Wednesday, June 6, 2012

Oxfam Gaza Weekly Update: A Baby Is Gone

Seven-month-old Adham Baroud is seen here at the Al Rantissi Children‟s Hospital‟s in Gaza City‟ suffering from acute chronic renal failure while he was waiting for permission from the government of Israel to be able to travel for treatment.

The permit never came – Adham died at around 1am on 26 December. He was referred to Israel for emergency treatment by his doctors in Gaza on 1 December. By the 19th, when this photo was taken, Adham was described by doctors at the hospital‟s Intensive Care Unit as “terminal”.

Acting Hospital Director Dr Mustafa Al Aqila told Oxfam that Adham was referred to Israel after a catheter inserted four months earlier in a previous operation in Israel got infected. The boy was born suffering from congenital renal problems requiring specialised treatment that is unavailable in Gaza.

“Adham needed immediate surgery and we couldn‟t provide that kind of service in Gaza,” Dr Al Aqila said. “We waited for Israel‟s permission to send him for treatment, like we did in the past, but the more time passed the more complicated his situation became.”
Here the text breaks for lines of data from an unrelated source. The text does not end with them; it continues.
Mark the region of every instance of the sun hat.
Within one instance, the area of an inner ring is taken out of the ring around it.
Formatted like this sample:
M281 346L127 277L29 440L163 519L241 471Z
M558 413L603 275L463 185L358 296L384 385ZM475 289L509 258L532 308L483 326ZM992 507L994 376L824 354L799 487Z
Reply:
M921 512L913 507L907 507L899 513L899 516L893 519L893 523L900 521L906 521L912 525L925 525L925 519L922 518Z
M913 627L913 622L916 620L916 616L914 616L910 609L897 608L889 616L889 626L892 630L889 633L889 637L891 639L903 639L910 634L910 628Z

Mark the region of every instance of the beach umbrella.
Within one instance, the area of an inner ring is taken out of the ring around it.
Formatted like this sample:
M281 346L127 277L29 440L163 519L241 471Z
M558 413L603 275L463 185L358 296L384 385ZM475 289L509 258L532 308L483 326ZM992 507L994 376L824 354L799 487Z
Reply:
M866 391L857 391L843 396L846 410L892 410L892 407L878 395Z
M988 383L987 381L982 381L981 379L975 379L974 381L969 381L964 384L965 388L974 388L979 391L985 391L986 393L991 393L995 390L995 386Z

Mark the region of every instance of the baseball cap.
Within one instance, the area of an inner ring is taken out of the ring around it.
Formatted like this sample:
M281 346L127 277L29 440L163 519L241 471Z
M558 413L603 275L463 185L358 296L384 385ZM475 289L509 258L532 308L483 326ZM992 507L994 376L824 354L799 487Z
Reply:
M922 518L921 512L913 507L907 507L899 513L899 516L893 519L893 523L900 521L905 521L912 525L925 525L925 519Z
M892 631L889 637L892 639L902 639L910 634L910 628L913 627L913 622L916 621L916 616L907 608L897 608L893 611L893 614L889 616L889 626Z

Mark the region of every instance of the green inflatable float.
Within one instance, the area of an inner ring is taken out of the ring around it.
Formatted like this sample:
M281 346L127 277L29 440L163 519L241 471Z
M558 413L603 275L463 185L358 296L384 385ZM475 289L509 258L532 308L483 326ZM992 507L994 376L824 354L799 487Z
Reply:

“We want to expand our services but the siege limits our development,” Dr Al Aqila said.
While emergency beds for patients waiting for permission to travel for treatment may not always be immediately available in Israeli hospitals, Israel, as the occupying power, is obliged under international law to ensure the welfare of Palestinian civilians whenever the existing resources do not suffice.

At the moment, the Gaza Strip is also suffering from a serious shortage of kidney dialysis filters that is putting the lives of 450 Palestinians, including 15 children, at risk.

This problem is also related to the lack of coordination between the Ramallah-based health ministry, which is responsible for ordering and sending medical supplies to Gaza, and its counterpart in Gaza.

Renal dialysis filters are essential for the cleansing of kidneys, and patients normally require two to three dialysis rounds a week.

“Kidney dialysis is a cycle. If you take out one element, the treatment cycle is stopped, and that compromises everything,” Dr Al Aqila said.

Last week, around 960 filters were sent from the West Bank to Gaza, an emergency measure that allowed dialysis rounds to continue, but the problem will remain unless thousands are shipped to the enclave soon. The same problem has existed for other medical disposables and medicines throughout this year, imposing an ongoing medical crisis in Gaza.

Oxfam partner the Palestinian Centre for Human Rights (PCHR) called on Palestinian President Mahmoud Abbas to intervene urgently and get the health ministry in Ramallah to supply the blood filters to Gaza immediately. According to PCHR, there are currently 178 types of medicines and 190 types of medical consumables that are out of stock at Gaza‟s health facilities.

“PCHR warned of the impact of the shortage of medicines on the lives of patients in the Gaza Strip, but the crisis has not improved and it has re-emerged with the shortage of medicines necessary for renal diseases,” the centre said, adding that long-term coordination between the two governments was now an urgent priority, especially under the current atmosphere of political reconciliation.